When I was a CS&E student, I ranted about universities choosing to pick FancyLanguageOfTheDay as the language of discourse for introductory programming, because that’s the sort of thing I expect from a trade school, not from an institute of higher learning,
But, I also expect that institutes of higher learning do things like cognitive studies of “bets code organisation for review”, “defects avoided by code review” and other things like that, which would then probably feed back into introductory programming courses,
I think for either way, C taught like it was 40 years ago is a waste of time. Whether you’re trying to get people into theoretical CS or into the industry. For the industry, these courses are dangerous as they teach the wrong way to do things. For theoretical, because they don’t actually get to figure out the improvements that theory and industry made in those 40 years. To compare it to physics, are they still teaching introductory courses using the cubical atom model?

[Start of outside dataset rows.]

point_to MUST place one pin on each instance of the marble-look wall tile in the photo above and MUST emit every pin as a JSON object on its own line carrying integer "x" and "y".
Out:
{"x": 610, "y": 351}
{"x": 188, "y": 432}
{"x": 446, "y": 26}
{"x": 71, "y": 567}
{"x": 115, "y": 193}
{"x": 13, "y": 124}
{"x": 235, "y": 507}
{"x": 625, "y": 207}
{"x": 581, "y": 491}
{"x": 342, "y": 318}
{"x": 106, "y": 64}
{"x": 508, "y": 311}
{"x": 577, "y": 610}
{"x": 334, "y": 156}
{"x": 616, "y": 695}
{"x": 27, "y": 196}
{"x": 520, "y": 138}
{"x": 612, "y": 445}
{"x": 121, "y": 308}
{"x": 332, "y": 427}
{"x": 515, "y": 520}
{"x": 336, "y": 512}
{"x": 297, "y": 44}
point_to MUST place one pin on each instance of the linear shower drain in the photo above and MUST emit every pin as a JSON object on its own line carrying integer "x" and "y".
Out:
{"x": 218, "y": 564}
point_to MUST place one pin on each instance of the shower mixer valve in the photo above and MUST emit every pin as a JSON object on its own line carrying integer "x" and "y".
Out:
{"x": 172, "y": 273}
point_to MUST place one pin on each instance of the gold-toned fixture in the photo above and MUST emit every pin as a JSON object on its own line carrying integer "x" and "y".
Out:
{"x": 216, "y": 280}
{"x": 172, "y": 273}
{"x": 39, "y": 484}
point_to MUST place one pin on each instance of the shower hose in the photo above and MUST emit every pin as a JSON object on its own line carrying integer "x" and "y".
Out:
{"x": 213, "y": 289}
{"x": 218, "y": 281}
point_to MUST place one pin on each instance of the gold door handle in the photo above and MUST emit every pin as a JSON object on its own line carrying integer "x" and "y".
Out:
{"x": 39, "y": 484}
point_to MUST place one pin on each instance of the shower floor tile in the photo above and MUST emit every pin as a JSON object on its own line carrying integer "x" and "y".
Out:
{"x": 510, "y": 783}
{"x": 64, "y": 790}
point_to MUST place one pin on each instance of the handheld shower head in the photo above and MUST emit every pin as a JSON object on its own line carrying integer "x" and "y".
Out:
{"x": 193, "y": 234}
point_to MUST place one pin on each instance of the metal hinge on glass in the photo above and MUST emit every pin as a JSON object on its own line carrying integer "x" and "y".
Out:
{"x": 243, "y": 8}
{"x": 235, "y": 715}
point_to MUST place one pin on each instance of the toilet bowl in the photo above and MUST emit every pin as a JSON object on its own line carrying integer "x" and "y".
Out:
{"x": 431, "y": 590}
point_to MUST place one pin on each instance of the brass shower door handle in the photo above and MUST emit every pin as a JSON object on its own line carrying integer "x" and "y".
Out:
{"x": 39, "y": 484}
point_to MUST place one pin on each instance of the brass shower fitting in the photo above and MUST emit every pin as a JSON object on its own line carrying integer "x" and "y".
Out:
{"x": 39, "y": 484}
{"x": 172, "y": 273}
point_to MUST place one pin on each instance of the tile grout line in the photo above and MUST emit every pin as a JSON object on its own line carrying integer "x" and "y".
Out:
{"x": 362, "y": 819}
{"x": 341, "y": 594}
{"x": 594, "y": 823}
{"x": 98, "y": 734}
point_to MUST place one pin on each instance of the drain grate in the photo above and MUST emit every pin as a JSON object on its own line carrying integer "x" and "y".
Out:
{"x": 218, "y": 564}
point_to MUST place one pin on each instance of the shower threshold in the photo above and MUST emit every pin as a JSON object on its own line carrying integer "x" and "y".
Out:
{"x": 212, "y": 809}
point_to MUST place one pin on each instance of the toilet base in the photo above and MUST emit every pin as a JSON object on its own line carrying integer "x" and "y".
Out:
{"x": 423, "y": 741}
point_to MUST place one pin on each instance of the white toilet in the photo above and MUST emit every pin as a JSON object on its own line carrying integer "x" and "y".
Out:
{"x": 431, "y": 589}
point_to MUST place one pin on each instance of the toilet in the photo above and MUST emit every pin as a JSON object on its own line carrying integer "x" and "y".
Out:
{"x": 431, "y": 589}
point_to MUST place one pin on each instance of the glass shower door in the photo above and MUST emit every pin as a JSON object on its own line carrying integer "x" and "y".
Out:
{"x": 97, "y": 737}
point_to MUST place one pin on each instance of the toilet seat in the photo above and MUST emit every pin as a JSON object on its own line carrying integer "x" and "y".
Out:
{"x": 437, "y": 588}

I’m not expecting them to go and start teaching JavaScript, because that’s what the industry uses now. But I’d also like for them to get on with progress on how modern computer works. Which they kind of did by using clang and Cloud9 on an x86-64 VM. But then decided to throw all of that away by describing the old linear memory layout.
I think it would have been fairer to just go and use an invented, or subset, language, so that it doesn’t even suggest reusability in the industry. It’s kind of like when I used to use Blackfin assembly to explain generated code, because freaking Intel assembly is too complicated to understand even for me.
Yep, I expect there to be a feedback loop. As new things get discovered, as new knowledge is gained, as standards change, …
To some extent, I am OK with introductory courses using slightly outdated standards, but plain K&R C is clearly not acceptable in a modern “introduction to C”, I’d probably think a 2-5 year lag from “standardised” to “used” is an acceptable lag.
I think what sent me off on the academia/industry tangent and “what is it for” was your comment that professionals are not pushing back enough. And pretty much all cases I’ve seen of that happening is that you end up with an “introduction to hype-language-of-the-year” instead of a decent exemplar language for the type of programming you’re making an introduction to (imperative, OO, functional, declarative, I am probably missing a few paradigms).
I guess I have an expectation that professionals should have learnt to choose their target when writing docs (or courses).
Professionals can still point out “this is dangerous to teach” even without going for the latest trendy option.
Such as teaching that heap and stack can meet.
I think it’s fine that glibc doesn’t implement the “safe” functions. Like strlcpy and friends they are deceptive in that they look like they should solve the problem, but they don’t. They just become more subtle.
I disagree, I find their failure modes more blunt, rather than subtle. But that’s at this point up for taste.
String processing in C will never be safe.